これと比較したくなるのが東京競馬場芝2400mという同じ条件のレースで、同じくドスロー展開になった2024年日本ダービーです。
◆3.ジャスティンミラノの2024年日本ダービーのトラッキングデータ
残り934m地点のスピード62.0km 4位
残り785m地点のスピード64.2km 4位
残り506m地点のスピード67.6km 5位
残り472m地点のスピード68.7km 5位
残り387m地点のスピード66.0km 4位
残り169m地点のスピード62.7km 2位
ゴール地点のスピード59.3km 2着
2024年JCドウデュース以上に長く良い脚を使ったジャスティンミラノとダノンデサイル
まあ単純比較はできないのですが、同じドスロー展開でも、2024年ジャパンカップのドウデュースはレース後半に時速62.0kmを超えてから62.6kmまでスピードが落ちるまでの距離が617mでした。
2024年日本ダービーのジャスティンミラノはレース後半時速62.0kmを超えてから62.7kmまでスピードが落ちるまでの距離は934m-169mで765mありました。
まあドウデュースの最高速度が69.1km、ジャスティンミラノは最高速度68.7kmだったこと、ドスローとはいえドウデュースは追込、ジャスティンミラノは先行という差もあったり、春と秋の東京は少し芝の状態が違うなどもあり、単純比較するのは難しいところではあるのですが、ジャスティンミラノの方が脚を長く使えたという印象を持ってもおかしくはないと思います。
そして、大事なのはこのジャスティンミラノはその日本ダービーの勝ち馬ではないということです。
この2馬身前に、2024年有馬記念出走予定の日本ダービー馬ダノンデサイルがいました。
つまり、ダノンデサイルはこの2024年JCドウデュースよりも長く脚を使ったジャスティンミラノをも突き放して完封するほど圧倒的に長く良い脚を使ったということになります。
まあ最内で脚を溜めていたこともありますが、直線でジャスティンミラノを突き放し寄せ付けなかったダノンデサイルの末脚は凄まじく、同じ日本ダービーで3着に追い込んできたシンエンペラーが2024年ジャパンカップでドウデュースの僅差2着、それもあと50mあったら並べた、差せたかもとすら思える脚を最後見せたのを見ると、2024年の日本ダービーと2024年ジャパンカップの親和性はそれなりに近い可能性が示唆されます。
◆4.ダノンデサイルの可能性
ダービー好走馬が好走する2024年秋古馬王道G1
2024年天皇賞秋でも2022年ダービー馬ドウデュースの2着には2023年日本ダービー馬タスティエーラが入りました。
1馬身離された上にドウデュースの末脚の伸びは凄まじく着差以上の完敗でしたが、古馬G1で珍しく新旧日本ダービー馬による1・2決着でした。
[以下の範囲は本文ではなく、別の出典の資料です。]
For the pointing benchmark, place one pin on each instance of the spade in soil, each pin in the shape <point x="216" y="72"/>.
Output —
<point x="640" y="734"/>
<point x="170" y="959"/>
2024年ジャパンカップでは2024年日本ダービー3着馬シンエンペラーが僅差の2着。それも天皇賞秋とは違い、ドウデュースを追い詰めての2着でした。
2024年有馬記念も日本ダービーの勝ち馬、好走馬が好走するとしたら、2024年日本ダービー馬ダノンデサイルが最有力です。
さらにダノンデサイルは前述のようにドウデュースを超えるほどのスピード、長く使える末脚を持つ可能性が示唆され、JCと同様のスローでダービー3着だったシンエンペラーがドウデュースと好勝負したことを考えると、ジャパンカップにダノンデサイルが万全で出走していたらドウデュースやシンエンペラー&ドゥレッツァの1、2馬身前にいた可能性があるかもと思います。
一方で次走、ドウデュースと最初で最後の対決となるのは天皇賞秋やジャパンカップとはコースや距離が異なる有馬記念ですから、単純にJCとダービーの内容を比較して強いからといって、ダノンデサイルが有馬でも強いレースができるかは分かりませんが、ドウデュースが強さを発揮するレースでも同じくらい好走できるくらいの絶対能力、ポテンシャルを感じさせる馬だと思います。